Equestrian Portrait of Napoleon as First Consul 1770 - 1830
drawing, print
drawing
toned paper
light pencil work
pencil sketch
personal sketchbook
ink drawing experimentation
pen-ink sketch
horse
sketchbook drawing
pencil work
watercolour illustration
sketchbook art
Dimensions 37.9 x 28.5 cm
Editor: So, here we have "Equestrian Portrait of Napoleon as First Consul," dating roughly from 1770 to 1830. It's a print and drawing hybrid. There is an overall tentative mood to it, kind of unfinished... What stands out to you when you look at it? Curator: The materials tell a potent story here. The toned paper, the pencil sketches, and what seems like light pencil work suggest something beyond just capturing a likeness. It's about production, consider the labor involved in producing even this sketch. Editor: Production, sure, it seems like he had some resources... Maybe he did multiple studies? Curator: Exactly! But even the paper itself wasn't universally accessible.
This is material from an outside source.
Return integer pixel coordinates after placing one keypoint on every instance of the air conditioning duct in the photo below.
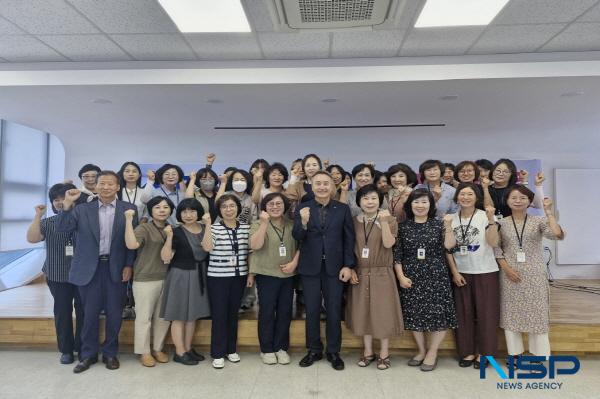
(335, 14)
Think about the social context: Napoleon, at the height of his power, being rendered not in oil paints on canvas, the medium of high art, but through accessible graphic means. Why this choice of readily-reproducible media? Editor: To disseminate an image, and therefore power, to a wider public? I guess traditional paintings are static, they're for one place only... Curator: Precisely. And it speaks volumes about Napoleon’s awareness of the power of accessible imagery, reproducible imagery. How the control and the creation of those images also wields power. Editor: I didn't think about the distribution being part of the message. Curator: It is! The print challenges the very notion of "high art" by being mass-produced. This brings art closer to craft and raises critical questions about labor, materiality and even Napoleon's desire for control through consumerism. This makes me wonder if other works from this time explored the intersection of politics and reproducibility? Editor: Definitely, that tension between exclusivity and wide distribution seems key here, I learned a lot looking at this portrait!